CHEYENNE, Wyo. — A business start-up proposing a three-story hydroponics greenhouse in downtown Jackson received the final go-ahead for $1.5 million in state funds Thursday.
The State Loan and Investment Board voted 3-1 to approve a business committed grant for the town of Jackson to support Vertical Harvest, the low-profit, limited liability company behind the greenhouse. Vertical Harvest plans to grow 75,000 pounds of tomatoes, lettuce and micro-greens year-round on a town-owned lot next to a parking garage in the city’s center. Aside from a team of three managers, Vertical Harvest plans to employ mostly developmentally disabled people. It will sell its produce in-house and to local restaurants and grocery stores.
Nearly an hour of discussion preceded the board’s vote. State Superintendent of Public Instruction Cindy Hill, who phoned into the board meeting in Cheyenne, was the project’s lone nay voice. Gov. Matt Mead, State Auditor Cynthia Cloud and State Treasurer Mark Gordon voted in favor of the grant; Secretary of State Max Maxfield, acting as chairman, did not vote.
“It is production agriculture feeding tourism,” Rep. Ruth Ann Petroff, R-Jackson, said as she spoke in support of the project. “This is not a social program. But I hope we won’t discount these jobs because they’re for a certain segment of our population.“
SLIB staff recommended against the project, saying the business did not create enough high-paying jobs to warrant the $1.5 million in public funds. Supporters touted the project’s potential to decrease Wyoming’s dependency on food imports and create jobs for an underemployed disabled community in Jackson.
The Wyoming Business Council voted 8-7 last month to recommend the state fund the project.
Vertical Harvest co-founder Penny McBride said after Thursday's meeting that her first phone call would be to the greenhouse’s Toronto-based engineer. The business will soon finalize pre-sale contracts with Jackson-area restaurants and grocery stores, sign a lease with the town of Jackson and translate its design plans into actual blueprints, she said.

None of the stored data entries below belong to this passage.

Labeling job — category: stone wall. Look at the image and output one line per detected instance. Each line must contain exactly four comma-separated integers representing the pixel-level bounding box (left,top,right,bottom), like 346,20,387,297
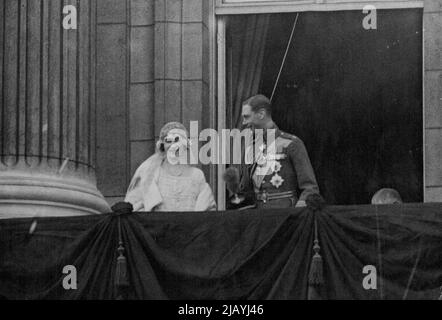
424,0,442,201
96,0,130,204
96,0,213,204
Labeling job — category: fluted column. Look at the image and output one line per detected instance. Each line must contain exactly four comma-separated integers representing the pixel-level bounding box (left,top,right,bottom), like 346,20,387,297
0,0,110,218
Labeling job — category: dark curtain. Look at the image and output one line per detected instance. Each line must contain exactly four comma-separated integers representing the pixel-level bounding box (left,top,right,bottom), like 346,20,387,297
257,9,423,205
226,14,270,129
1,204,442,300
224,14,270,202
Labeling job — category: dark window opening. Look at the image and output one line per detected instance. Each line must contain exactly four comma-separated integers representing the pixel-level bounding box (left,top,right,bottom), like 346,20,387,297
226,9,423,205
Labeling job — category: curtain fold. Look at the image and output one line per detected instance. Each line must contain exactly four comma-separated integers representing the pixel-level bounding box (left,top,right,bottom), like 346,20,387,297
225,14,270,203
227,14,270,129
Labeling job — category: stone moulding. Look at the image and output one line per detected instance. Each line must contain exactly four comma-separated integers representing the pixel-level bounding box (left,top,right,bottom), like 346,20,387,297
0,173,110,219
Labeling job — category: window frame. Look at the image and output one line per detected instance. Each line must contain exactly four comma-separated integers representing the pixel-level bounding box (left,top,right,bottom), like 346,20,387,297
215,0,423,15
214,0,425,209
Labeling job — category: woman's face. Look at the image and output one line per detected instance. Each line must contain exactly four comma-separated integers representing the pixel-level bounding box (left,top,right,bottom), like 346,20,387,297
163,128,188,163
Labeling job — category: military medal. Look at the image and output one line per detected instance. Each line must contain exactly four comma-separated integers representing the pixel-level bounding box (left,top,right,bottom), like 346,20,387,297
271,161,282,173
270,174,284,189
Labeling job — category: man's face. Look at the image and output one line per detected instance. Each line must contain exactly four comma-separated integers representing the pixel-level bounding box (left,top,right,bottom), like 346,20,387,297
242,104,263,129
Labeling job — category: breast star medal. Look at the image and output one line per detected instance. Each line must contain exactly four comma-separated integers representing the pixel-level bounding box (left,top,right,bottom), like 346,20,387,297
270,174,284,189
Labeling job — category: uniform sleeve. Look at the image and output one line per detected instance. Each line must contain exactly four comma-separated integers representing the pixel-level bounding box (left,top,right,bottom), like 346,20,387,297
238,144,254,196
288,139,320,201
239,164,252,192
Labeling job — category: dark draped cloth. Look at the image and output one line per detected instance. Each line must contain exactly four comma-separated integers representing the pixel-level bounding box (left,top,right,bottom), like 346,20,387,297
1,204,441,300
226,14,270,129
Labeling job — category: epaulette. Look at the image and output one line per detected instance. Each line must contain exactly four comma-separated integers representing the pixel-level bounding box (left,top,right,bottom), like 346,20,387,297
280,131,299,142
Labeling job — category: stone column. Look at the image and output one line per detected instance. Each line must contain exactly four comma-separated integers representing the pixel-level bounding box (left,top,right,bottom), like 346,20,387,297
424,0,442,202
0,0,110,218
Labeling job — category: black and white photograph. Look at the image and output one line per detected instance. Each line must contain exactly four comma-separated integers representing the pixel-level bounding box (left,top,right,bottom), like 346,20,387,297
0,0,442,305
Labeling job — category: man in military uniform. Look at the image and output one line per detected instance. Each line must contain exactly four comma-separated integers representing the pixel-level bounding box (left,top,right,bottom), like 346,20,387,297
237,94,320,209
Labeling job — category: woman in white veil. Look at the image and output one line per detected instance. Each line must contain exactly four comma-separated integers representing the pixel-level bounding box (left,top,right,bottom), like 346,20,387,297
125,122,216,212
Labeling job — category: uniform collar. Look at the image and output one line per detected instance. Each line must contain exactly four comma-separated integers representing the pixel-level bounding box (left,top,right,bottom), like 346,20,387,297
263,121,282,140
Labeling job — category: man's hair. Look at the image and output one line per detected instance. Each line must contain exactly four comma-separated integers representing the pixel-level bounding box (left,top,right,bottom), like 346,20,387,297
243,94,272,116
371,188,403,205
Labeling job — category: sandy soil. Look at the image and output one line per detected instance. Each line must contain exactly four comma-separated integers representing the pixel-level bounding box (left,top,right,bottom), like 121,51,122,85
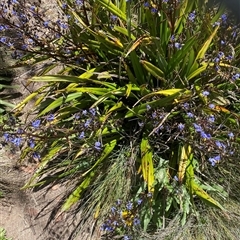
0,2,97,239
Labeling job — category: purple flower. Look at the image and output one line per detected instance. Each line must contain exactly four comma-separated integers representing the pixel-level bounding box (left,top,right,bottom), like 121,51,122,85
151,8,158,14
144,2,150,7
228,132,234,139
193,123,202,132
111,206,117,213
43,21,49,28
32,119,41,128
126,201,133,210
200,131,211,140
183,102,189,109
78,131,85,139
89,108,96,116
188,11,196,22
137,199,143,205
82,110,88,115
133,218,140,225
178,123,185,131
208,155,220,166
110,15,118,21
218,51,224,58
209,103,215,109
187,112,194,118
202,91,210,97
213,21,220,27
76,0,83,5
94,141,101,150
33,152,41,160
208,115,215,123
221,14,227,22
3,133,10,141
29,139,35,148
174,42,182,49
232,73,240,81
47,114,54,121
11,137,22,146
84,119,92,128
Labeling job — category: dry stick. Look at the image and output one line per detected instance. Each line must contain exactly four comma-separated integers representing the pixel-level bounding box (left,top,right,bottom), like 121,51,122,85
148,107,177,137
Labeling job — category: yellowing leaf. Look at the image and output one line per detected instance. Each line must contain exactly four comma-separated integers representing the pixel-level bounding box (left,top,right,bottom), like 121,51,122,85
178,145,191,183
140,60,166,82
192,181,224,210
140,137,154,193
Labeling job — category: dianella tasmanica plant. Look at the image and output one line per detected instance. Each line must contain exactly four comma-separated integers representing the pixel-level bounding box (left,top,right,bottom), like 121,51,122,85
1,0,240,239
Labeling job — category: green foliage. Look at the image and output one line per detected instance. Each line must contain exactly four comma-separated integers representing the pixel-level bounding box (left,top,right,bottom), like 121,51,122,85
1,0,240,239
0,228,11,240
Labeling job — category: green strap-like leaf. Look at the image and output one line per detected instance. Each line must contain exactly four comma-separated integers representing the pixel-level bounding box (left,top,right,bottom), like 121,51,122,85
82,139,117,177
61,170,96,211
140,137,154,193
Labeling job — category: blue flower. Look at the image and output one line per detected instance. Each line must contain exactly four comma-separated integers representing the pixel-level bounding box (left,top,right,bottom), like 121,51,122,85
232,73,240,81
133,218,140,225
209,155,220,166
82,110,88,115
124,235,131,240
218,51,224,59
193,123,202,132
33,152,41,160
111,206,117,213
78,131,85,139
209,103,215,109
188,11,196,22
126,201,133,210
3,133,10,141
152,112,157,118
89,108,96,116
151,8,158,14
116,199,122,205
183,102,189,109
200,131,211,140
202,91,210,96
187,112,194,118
221,14,227,22
143,2,150,7
11,137,22,146
47,114,54,121
213,21,220,27
137,199,143,205
100,223,113,232
76,0,83,5
94,141,101,150
174,42,182,49
178,123,185,131
110,15,118,21
32,119,41,128
29,139,35,148
43,21,49,28
146,104,151,110
228,132,234,139
84,119,92,128
208,115,215,123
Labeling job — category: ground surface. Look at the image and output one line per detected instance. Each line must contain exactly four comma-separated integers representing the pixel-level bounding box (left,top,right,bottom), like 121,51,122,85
0,53,90,240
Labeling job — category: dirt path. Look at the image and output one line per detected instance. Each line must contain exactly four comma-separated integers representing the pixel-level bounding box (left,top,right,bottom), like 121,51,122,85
0,13,90,240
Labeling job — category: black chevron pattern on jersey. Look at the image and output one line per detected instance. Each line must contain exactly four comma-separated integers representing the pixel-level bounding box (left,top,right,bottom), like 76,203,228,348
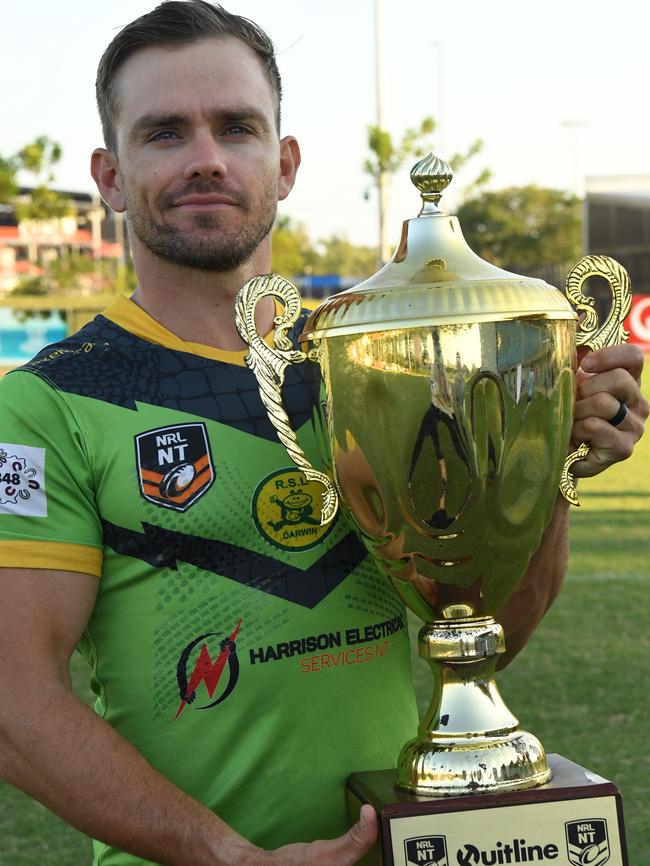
102,519,367,608
21,312,320,442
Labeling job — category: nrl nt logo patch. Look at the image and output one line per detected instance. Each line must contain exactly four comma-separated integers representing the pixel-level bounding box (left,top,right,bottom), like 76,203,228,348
404,835,448,866
565,819,610,866
135,423,214,512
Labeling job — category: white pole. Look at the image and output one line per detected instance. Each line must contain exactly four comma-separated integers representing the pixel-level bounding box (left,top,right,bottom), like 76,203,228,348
374,0,389,265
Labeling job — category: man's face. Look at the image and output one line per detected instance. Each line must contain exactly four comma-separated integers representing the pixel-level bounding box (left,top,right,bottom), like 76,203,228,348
106,37,293,271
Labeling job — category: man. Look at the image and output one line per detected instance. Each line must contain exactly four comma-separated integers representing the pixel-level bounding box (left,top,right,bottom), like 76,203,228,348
0,3,646,865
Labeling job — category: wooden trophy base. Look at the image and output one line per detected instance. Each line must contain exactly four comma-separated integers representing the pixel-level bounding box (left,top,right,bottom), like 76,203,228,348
347,754,627,866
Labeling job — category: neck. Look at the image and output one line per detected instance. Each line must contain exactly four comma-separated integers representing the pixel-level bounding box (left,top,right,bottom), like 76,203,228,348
129,235,274,350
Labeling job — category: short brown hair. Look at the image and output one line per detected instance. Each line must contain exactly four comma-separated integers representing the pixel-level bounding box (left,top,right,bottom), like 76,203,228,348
96,0,282,152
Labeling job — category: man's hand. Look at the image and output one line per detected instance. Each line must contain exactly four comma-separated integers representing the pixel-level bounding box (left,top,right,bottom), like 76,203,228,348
251,805,378,866
571,344,648,477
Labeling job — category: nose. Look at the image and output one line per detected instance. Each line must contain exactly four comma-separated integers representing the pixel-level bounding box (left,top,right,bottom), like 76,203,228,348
183,130,227,180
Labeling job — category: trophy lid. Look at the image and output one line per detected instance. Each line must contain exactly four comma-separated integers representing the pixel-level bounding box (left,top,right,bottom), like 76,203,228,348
301,154,575,341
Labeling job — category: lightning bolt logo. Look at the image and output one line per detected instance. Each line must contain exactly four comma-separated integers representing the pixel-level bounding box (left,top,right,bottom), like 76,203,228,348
175,619,242,720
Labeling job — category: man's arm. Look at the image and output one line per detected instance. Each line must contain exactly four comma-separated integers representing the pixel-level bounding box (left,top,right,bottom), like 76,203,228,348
496,344,648,666
496,496,569,666
0,568,376,866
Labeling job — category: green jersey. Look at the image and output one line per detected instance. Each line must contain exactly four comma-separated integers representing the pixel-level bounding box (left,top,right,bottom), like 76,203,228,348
0,298,418,866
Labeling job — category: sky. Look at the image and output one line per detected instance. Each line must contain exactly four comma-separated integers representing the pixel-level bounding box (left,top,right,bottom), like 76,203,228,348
3,0,649,248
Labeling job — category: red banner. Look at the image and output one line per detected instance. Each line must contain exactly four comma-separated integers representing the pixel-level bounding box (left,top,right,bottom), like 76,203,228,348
624,295,650,353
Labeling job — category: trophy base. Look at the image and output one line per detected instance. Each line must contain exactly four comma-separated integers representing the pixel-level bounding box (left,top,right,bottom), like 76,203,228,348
396,728,550,796
397,618,551,796
347,754,628,866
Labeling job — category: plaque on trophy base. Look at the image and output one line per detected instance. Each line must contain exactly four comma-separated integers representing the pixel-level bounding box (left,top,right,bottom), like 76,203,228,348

If all goes well, McBride said, construction on the $2.3 million greenhouse could start next spring.
The SLIB also approved $18,592,642 for 20 business-ready community grant and loan requests on Thursday. The business-ready community program provides financing for publicly owned infrastructure to serve businesses and promote economic development in Wyoming. The Wyoming Business Council vets business proposals before forwarding projects to the SLIB for final approval.